Solis
Page 3
To make her point, as she turned away she slapped open an air-pressure valve on the cleaning unit under the hull of her docked ship. The steamy blast kicked the meal cart against the androne so hard it exploded, scattering food across
the docking bay.
After that, Munk didn't approach her again until now. His anthropic model had guided him to infuse all the urgent emotion he could into his voice, yet his predictive memory warned him that she would probably wave him off and flop back into her air pool.
While waiting for her to react, he reviews his options and listens in on the signal flurries that have resulted from the strange radio message. Most of the resultant signals from the other companies in the area are in secure codes, yet he can surmise from their direction and duration what is being communicated.

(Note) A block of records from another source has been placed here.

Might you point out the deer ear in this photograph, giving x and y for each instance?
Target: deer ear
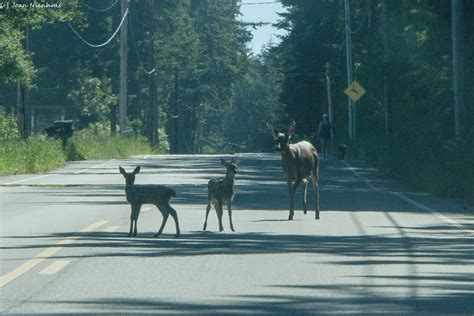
(273, 130)
(291, 128)
(137, 170)
(122, 171)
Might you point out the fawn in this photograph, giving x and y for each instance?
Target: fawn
(300, 161)
(159, 195)
(220, 191)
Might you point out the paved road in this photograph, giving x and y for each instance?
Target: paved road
(376, 250)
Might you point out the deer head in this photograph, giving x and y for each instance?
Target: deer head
(282, 140)
(230, 166)
(129, 177)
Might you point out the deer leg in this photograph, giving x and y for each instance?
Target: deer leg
(131, 227)
(316, 192)
(229, 209)
(165, 218)
(218, 207)
(173, 214)
(291, 192)
(305, 190)
(208, 209)
(134, 219)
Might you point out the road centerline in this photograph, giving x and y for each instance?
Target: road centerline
(43, 255)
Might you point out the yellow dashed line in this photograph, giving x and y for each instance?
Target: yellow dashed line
(55, 267)
(111, 229)
(48, 252)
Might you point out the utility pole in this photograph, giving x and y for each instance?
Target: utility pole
(155, 139)
(176, 112)
(328, 86)
(458, 82)
(350, 79)
(386, 82)
(123, 69)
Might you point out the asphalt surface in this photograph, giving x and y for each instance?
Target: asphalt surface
(377, 249)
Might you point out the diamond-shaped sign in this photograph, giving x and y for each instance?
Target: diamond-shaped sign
(355, 91)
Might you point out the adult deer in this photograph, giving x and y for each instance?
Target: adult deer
(139, 194)
(300, 161)
(221, 191)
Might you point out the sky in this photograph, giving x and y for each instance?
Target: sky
(262, 11)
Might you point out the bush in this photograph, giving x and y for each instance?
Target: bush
(95, 142)
(36, 154)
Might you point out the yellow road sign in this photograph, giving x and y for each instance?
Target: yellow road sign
(355, 91)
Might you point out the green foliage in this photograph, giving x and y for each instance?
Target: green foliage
(37, 154)
(8, 127)
(96, 142)
(418, 69)
(93, 99)
(15, 63)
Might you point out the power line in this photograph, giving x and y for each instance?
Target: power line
(106, 42)
(99, 10)
(257, 3)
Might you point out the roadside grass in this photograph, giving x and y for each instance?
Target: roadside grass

Salvage rights are being debated, and unless he responds immediately, he will have no chance of getting to this unique human before others do.
Munk decides he has blundered in seeking Jumper Nili's help and turns back toward the splashing partition of water.
"Hey, bolt-brain, hold up." Mei Nili trudges up the ramp from the dream den, her silky robes billowing in the gusty passage out of the pool. "This better be damn good, or I'm going to insist Central runs a full integrity check on your silicon synapses."
"It is, I assure you, a matter of life or death for an extraordinary human being." He strides quickly out of the arcade and calls behind from the bamboo grove, "We must hurry."
"Where are we going?" she scowls, her tabis slapping on the flagstones as she runs to catch up with him. "And why didn't you use the comlink to call me? You're not supposed to be in here."
"We're going to the docking bay as swiftly as we can," he answers, holding the droplift curtain open for her. "I can say no more until we're away. If Central overhears us, we may compromise the life we must save. That is why I had to collect you in person."
"I don't understand all this secrecy," Mei complains in the humming rush of the droplift. "Is this something to do with your so-called avocation-because if it is, I don't want anything to do with it. You understand me?"
Munk bounds out of the droplift and onto the wide and empty staging platform of the docking bay. "This is an entirely singular event, Jumper Nili, and as I have promised, is not gratuitous. Please, get into The Laughing Life and put on a flightsuit. We must haunch at once."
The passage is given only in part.